Che cosa si registra in ognuno
- La parcella. Varietà e dati dello schedario viticolo stanno sulla parcella, insieme alle operazioni colturali dell'anno. È l'unità a cui si aggancia tutto il resto.
- Il quaderno di campagna. Il trattamento si annota da tablet fra i filari, con data e prodotto. Nessuna seconda trascrizione la sera.
- Il conferimento. L'uva vendemmiata si attribuisce alla parcella da cui viene: da qui la resa per ettaro e la dichiarazione di vendemmia.

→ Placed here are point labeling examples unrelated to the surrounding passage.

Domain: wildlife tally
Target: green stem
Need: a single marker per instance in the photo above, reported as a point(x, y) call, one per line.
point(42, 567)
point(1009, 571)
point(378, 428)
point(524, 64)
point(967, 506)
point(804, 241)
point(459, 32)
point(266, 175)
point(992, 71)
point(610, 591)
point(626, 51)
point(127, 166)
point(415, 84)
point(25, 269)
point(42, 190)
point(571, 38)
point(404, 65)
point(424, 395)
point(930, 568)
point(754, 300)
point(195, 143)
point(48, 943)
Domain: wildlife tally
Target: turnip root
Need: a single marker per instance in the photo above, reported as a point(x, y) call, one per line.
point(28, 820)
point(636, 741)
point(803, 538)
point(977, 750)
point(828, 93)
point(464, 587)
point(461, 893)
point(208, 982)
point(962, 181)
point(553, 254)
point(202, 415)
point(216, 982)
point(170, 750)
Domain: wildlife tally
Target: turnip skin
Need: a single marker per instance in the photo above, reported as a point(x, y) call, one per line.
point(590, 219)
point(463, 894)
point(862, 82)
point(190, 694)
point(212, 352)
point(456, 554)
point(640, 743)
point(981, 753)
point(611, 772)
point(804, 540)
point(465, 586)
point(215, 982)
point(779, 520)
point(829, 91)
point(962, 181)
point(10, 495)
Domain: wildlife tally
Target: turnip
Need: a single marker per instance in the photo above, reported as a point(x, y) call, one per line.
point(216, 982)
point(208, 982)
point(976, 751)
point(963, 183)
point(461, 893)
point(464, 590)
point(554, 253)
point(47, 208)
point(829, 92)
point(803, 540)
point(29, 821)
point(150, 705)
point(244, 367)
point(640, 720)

- Serbatoi e barrique. Fermentazioni, travasi e tagli sono movimenti fra contenitori, e ogni movimento porta con sé il lotto di provenienza.
- L'imbottigliamento. La massa si scarica, il prodotto finito si carica, il lotto resta lo stesso: la bottiglia entra nel magazzino e nei documenti di vendita.
- L'etichetta. Il QR in retro-etichetta apre l'etichetta digitale UE del vino, generata dai dati della scheda prodotto, in più lingue.